Before the 2005 hurricane season, everyone here seemed to be in parallel worlds, and in different time zones, all within the parish limits. It was a well known problem that politicians around here had always angled for more power and always would. The police force was a notoriously crooked operation, but most everything else was working, so that was okay. Wealthy residents who wielded some community power chose to use that power only within their own circles - and those circles had dwindled to everyone mentioned in local high society pages and the exclusive membership of various Carnival organizations. Everyone else in the city put up with the way things were, because life here, when it was sweet, was sooo sweet.
Full of Moments - JazzFest, Mardi Gras, St Patrick's Day, any good live band playing at any given bar or club on any night. Music on Quarter streets. A walk along the Mississippi. Football games. Pickup basketball games. Sitting out on your porch on a hot, hot day and shooting the breeze with anyone who passes by (I told y'all I've experienced a lot of this stuff myself).
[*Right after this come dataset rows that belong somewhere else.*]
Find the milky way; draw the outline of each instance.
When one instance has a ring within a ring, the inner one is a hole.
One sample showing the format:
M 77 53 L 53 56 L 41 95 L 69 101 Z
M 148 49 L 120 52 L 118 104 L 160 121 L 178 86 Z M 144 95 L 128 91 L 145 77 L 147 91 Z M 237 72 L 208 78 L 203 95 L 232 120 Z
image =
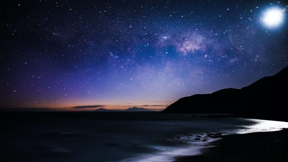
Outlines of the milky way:
M 0 106 L 163 109 L 287 66 L 287 2 L 160 1 L 2 4 Z

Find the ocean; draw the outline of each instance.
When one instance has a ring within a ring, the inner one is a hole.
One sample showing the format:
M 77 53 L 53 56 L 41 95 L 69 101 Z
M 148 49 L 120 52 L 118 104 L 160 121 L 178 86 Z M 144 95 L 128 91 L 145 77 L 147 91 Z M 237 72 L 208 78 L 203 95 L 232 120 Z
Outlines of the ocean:
M 223 135 L 279 130 L 288 123 L 158 112 L 2 112 L 2 161 L 171 161 Z M 200 140 L 197 140 L 197 138 Z

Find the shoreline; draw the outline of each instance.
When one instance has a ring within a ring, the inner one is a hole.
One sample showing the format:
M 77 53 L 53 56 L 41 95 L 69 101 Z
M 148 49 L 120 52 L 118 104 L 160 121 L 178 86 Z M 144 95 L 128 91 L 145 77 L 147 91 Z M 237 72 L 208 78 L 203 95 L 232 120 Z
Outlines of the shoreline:
M 224 135 L 206 146 L 200 154 L 174 161 L 288 161 L 288 129 Z

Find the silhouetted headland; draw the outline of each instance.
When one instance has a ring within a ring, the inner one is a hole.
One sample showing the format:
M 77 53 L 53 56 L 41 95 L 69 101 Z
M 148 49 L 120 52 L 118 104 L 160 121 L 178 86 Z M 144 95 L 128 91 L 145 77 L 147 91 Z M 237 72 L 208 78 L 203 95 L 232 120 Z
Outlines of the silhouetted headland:
M 182 98 L 164 112 L 236 113 L 242 116 L 286 120 L 288 67 L 241 89 L 223 89 L 211 94 Z

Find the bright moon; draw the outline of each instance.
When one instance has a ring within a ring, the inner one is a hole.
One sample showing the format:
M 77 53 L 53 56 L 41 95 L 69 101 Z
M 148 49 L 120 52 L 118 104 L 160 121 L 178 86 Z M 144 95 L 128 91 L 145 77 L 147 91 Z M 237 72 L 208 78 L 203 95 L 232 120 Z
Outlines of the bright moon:
M 278 26 L 283 20 L 283 10 L 279 9 L 268 9 L 264 13 L 263 20 L 269 27 Z

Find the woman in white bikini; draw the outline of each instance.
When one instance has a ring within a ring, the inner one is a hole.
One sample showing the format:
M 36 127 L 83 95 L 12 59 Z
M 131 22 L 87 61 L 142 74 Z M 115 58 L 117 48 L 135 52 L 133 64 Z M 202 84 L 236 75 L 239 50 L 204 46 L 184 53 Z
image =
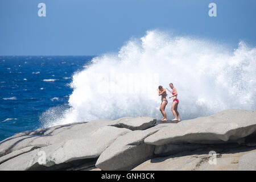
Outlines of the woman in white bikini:
M 171 83 L 169 84 L 170 87 L 172 89 L 172 92 L 171 92 L 168 88 L 166 88 L 168 91 L 171 92 L 172 94 L 172 96 L 170 97 L 169 98 L 171 98 L 172 97 L 173 101 L 172 101 L 172 111 L 174 115 L 174 119 L 172 121 L 180 121 L 180 114 L 177 111 L 177 106 L 179 104 L 179 100 L 177 98 L 177 90 L 176 90 L 176 88 L 174 86 L 174 84 L 172 83 Z
M 163 86 L 160 85 L 158 86 L 158 96 L 162 96 L 162 103 L 160 105 L 160 111 L 162 113 L 162 114 L 163 114 L 163 118 L 161 119 L 162 121 L 167 121 L 167 118 L 166 118 L 166 113 L 164 111 L 164 109 L 166 109 L 166 106 L 168 104 L 168 101 L 166 99 L 166 96 L 167 96 L 167 94 L 166 93 L 166 90 L 164 89 Z

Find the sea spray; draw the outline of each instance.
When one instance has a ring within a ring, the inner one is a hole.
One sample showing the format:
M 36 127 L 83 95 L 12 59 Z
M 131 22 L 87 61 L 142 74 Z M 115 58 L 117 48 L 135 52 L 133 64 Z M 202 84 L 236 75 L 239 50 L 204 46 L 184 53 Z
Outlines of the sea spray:
M 150 31 L 84 68 L 73 76 L 69 107 L 43 113 L 44 127 L 138 115 L 160 119 L 156 89 L 170 82 L 177 89 L 182 119 L 256 109 L 256 48 L 242 42 L 230 50 L 208 40 Z M 168 100 L 167 118 L 172 119 Z

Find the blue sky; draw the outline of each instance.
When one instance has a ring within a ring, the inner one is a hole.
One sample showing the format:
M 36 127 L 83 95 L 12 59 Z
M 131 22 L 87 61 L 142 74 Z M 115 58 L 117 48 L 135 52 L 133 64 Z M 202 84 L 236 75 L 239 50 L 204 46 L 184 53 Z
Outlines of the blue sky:
M 154 29 L 254 47 L 255 10 L 255 0 L 1 0 L 0 55 L 97 55 Z

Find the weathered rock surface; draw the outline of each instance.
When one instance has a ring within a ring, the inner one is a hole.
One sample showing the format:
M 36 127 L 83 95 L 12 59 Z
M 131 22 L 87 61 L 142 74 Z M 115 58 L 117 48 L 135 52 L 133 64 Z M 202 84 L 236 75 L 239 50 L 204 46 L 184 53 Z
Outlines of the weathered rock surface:
M 113 121 L 111 126 L 125 127 L 131 130 L 143 130 L 153 126 L 156 122 L 156 119 L 151 117 L 125 117 Z
M 29 146 L 42 147 L 72 139 L 88 138 L 90 133 L 111 122 L 99 119 L 19 133 L 0 142 L 0 157 Z
M 256 111 L 229 110 L 171 125 L 149 136 L 144 142 L 157 146 L 188 143 L 240 143 L 255 130 Z
M 96 166 L 102 170 L 129 170 L 150 159 L 155 146 L 144 143 L 144 139 L 170 125 L 173 124 L 161 124 L 119 137 L 101 154 Z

Katrina and Rita has revealed how shallow these Moments were for everyone in this city. Even the Army Corps of Engineers has been stuck in some mighty deep water (and something else that's just as deep). Things could not go on the way they did before.
And yet...and yet...
Our do-nothing walking id of a mayor is still in office. An (allegedly) crooked US Congressional representative is still in office, too...for right now. Even though the police have had their ranks supplemented by National Guardsmen, they are still stymied by the crime sweeping this city. A spate of murders has shown that many in the current population believe in pursuing the Moment, all right - that Moment of instant death.
Time is marching on, and this place that I love is hanging in the balance. Deep down, I don't want to leave, but this isn't just about me anymore.
My son deserves a large number of Moments of his own. If the leadership and the law enforcement of this place doesn't snap out of their own sense that this is all a bad dream out of time, however, this place will surely die. And that most glorious of all Moments, that of hope, will die with it.